Systematic verification that code refactoring, restructuring, or migration preserves the existing observable behavior of the system. This skill provides techniques for comparing before and after states, verifying test coverage, checking interface contracts, and performing semantic equivalence analysis.

## When to Use This Skill

Use this skill for:

- Verifying that a refactoring PR introduces no behavioral changes
- Reviewing Extract Method, Move Class, or Rename refactorings for correctness
- Validating that a library migration preserves API contracts
- Confirming that performance optimizations do not alter output
- Checking that dependency upgrades maintain backward compatibility
- Ensuring that code cleanup (dead code removal, formatting) has no side effects
- Auditing automated refactoring tool output for correctness

**Trigger phrases**: "behavior preservation", "verify refactoring", "check no behavior change", "before and after", "semantic equivalence", "contract check", "refactoring safety", "does this change behavior", "regression check", "safe refactoring"

## What This Skill Does

This skill provides a multi-layered verification approach:

- **Before/After Comparison**: Analyzes the diff between original and refactored code to classify each change as structural (safe) or behavioral (potentially unsafe)
- **Test Coverage Verification**: Ensures that all refactored code paths are covered by existing tests and identifies coverage gaps that could hide behavioral changes
- **Contract Checking**: Verifies that public interfaces (method signatures, return types, exception contracts, side effects) remain identical
- **Semantic Equivalence Analysis**: Performs deeper analysis to determine whether structurally different code produces the same outputs for all inputs
- **Side Effect Auditing**: Identifies changes to I/O operations, state mutations, logging, event emissions, and other observable side effects
- **Regression Risk Assessment**: Estimates the likelihood and impact of undetected behavioral changes

## Instructions

### Step 1: Classify Changes as Structural vs. Behavioral

Review each change in the diff and classify it into one of these categories.

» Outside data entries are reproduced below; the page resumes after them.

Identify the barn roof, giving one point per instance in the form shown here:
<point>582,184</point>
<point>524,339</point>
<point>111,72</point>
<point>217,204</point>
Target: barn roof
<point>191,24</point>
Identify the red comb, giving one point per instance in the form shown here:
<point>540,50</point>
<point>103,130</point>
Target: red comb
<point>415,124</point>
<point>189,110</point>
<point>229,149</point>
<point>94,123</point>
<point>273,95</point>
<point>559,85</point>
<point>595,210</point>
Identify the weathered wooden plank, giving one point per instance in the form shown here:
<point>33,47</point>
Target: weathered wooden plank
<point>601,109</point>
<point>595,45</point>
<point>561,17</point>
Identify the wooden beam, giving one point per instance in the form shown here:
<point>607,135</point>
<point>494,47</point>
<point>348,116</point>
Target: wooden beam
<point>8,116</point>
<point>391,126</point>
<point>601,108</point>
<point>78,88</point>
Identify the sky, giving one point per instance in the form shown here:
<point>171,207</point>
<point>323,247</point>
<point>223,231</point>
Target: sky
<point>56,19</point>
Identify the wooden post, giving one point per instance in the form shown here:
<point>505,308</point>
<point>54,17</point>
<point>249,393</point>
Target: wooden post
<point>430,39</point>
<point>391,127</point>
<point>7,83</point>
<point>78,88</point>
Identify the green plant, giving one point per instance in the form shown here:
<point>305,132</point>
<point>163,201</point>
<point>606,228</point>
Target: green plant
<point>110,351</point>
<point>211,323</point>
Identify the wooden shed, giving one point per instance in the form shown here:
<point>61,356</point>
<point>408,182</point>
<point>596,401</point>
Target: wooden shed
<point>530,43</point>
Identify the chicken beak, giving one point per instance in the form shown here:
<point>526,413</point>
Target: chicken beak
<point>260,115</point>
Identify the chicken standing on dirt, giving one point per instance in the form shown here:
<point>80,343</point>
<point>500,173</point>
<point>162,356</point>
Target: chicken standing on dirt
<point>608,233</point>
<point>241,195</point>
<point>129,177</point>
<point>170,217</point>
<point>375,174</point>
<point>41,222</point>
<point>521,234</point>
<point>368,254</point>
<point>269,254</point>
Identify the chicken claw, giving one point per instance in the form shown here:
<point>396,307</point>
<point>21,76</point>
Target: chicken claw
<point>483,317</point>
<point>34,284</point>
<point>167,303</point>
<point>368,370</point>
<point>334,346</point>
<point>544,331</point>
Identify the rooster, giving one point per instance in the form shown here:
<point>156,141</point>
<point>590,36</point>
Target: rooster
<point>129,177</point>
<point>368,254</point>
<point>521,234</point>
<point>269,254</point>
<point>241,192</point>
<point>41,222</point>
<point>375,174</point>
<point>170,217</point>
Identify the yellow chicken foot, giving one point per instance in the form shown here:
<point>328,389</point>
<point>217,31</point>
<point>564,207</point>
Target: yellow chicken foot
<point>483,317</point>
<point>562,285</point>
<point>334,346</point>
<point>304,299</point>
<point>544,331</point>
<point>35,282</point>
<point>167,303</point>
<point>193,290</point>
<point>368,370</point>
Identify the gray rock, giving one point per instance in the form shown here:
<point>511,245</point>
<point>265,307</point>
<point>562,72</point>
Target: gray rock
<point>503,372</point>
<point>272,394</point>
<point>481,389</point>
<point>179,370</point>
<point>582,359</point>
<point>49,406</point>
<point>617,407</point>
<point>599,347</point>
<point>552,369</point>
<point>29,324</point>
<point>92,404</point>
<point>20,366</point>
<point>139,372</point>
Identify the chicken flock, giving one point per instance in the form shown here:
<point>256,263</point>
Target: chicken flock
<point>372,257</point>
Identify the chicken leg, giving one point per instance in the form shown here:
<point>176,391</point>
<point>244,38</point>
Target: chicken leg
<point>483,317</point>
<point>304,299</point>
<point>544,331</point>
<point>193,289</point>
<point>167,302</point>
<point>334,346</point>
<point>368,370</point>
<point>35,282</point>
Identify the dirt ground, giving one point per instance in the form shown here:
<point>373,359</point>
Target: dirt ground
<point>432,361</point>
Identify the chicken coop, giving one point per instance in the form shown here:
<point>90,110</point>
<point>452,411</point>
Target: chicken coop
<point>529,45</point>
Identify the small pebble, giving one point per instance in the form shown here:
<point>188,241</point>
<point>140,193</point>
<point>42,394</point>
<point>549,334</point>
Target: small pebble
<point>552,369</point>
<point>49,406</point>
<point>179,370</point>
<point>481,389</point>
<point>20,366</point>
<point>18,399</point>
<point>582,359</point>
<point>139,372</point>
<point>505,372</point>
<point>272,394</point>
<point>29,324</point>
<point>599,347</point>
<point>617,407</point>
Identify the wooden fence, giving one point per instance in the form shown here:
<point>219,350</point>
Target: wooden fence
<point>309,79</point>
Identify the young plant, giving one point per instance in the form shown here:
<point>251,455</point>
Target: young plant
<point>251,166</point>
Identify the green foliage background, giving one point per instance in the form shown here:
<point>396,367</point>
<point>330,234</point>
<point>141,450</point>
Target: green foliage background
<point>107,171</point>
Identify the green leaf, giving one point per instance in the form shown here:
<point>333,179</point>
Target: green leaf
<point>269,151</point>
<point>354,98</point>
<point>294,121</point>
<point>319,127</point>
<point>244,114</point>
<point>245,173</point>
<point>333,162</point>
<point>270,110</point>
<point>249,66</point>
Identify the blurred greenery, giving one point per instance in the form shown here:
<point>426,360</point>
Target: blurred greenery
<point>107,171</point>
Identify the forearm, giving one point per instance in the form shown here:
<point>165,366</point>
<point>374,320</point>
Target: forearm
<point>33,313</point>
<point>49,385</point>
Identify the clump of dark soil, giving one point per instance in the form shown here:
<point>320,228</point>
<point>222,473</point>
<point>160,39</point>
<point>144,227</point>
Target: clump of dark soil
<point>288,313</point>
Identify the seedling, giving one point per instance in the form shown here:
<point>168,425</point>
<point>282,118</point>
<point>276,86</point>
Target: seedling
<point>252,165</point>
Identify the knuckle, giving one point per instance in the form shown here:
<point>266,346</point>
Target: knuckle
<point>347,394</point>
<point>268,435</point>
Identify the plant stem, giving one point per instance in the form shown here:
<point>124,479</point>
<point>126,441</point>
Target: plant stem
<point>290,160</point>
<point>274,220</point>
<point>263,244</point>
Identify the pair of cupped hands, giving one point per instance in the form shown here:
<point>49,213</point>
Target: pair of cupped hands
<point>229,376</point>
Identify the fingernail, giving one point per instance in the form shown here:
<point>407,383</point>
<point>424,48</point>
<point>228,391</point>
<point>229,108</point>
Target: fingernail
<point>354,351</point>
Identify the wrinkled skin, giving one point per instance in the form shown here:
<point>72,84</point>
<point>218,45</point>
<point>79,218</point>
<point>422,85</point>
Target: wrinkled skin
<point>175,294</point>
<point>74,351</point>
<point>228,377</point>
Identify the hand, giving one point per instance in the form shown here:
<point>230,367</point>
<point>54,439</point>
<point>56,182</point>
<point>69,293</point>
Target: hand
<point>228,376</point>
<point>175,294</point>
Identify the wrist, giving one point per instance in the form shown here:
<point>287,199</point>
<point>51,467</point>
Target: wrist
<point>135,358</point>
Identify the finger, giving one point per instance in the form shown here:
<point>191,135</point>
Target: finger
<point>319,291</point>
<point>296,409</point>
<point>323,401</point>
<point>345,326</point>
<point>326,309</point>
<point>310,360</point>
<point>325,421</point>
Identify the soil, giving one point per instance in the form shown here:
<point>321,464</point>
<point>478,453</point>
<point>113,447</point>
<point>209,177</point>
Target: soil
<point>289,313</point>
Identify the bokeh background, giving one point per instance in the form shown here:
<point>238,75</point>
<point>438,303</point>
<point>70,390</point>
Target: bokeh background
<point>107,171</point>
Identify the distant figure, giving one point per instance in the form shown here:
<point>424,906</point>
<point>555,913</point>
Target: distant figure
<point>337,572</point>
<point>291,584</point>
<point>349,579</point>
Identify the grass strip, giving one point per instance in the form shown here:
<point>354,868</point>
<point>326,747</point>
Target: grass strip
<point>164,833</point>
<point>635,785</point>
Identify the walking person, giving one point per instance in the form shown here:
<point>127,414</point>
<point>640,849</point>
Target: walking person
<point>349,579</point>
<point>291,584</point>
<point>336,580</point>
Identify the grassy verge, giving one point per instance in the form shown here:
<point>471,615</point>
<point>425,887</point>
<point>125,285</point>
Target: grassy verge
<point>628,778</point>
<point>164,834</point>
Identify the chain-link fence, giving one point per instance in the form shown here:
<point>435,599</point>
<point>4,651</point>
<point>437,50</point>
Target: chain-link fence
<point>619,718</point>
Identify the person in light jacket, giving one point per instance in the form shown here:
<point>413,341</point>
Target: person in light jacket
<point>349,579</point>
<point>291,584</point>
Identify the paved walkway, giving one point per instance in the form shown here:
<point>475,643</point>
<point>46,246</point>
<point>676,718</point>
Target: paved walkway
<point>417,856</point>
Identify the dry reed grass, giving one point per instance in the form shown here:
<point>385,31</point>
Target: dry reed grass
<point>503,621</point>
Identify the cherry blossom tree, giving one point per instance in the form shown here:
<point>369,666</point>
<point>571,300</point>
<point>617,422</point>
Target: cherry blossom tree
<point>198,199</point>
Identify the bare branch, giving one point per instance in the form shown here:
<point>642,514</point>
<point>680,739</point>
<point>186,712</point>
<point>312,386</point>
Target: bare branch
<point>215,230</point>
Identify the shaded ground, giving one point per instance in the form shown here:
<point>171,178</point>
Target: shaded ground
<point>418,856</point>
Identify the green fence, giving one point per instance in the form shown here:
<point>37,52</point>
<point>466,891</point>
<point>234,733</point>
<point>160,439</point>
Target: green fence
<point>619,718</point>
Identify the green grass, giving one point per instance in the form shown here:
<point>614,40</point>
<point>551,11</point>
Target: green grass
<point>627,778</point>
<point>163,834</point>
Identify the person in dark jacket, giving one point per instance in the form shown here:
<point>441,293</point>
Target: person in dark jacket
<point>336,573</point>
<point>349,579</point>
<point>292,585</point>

#### Safe Structural Changes (No Behavioral Impact)

These changes are guaranteed to preserve behavior:

- Renaming local variables, parameters, or private methods (with all references updated)
- Extracting a code block into a new private method called from the original location
- Reordering private methods within a class (no change to call order)
- Adding or modifying comments and documentation
- Reformatting code (whitespace, indentation, line breaks)
- Replacing explicit type declarations with equivalent type inference (e.g., `var` in Java 10+)

#### Potentially Unsafe Changes (Require Verification)

These changes could alter behavior and must be verified:

- Changing the order of operations or statements
- Modifying loop structures (for to while, for to stream)
- Altering exception handling (catch order, exception types, finally blocks)
- Moving code between methods or classes
- Changing visibility modifiers (private to protected, package-private to public)
- Replacing one API call with another (even if "equivalent")
- Modifying conditional logic structure (if/else to switch, ternary to if)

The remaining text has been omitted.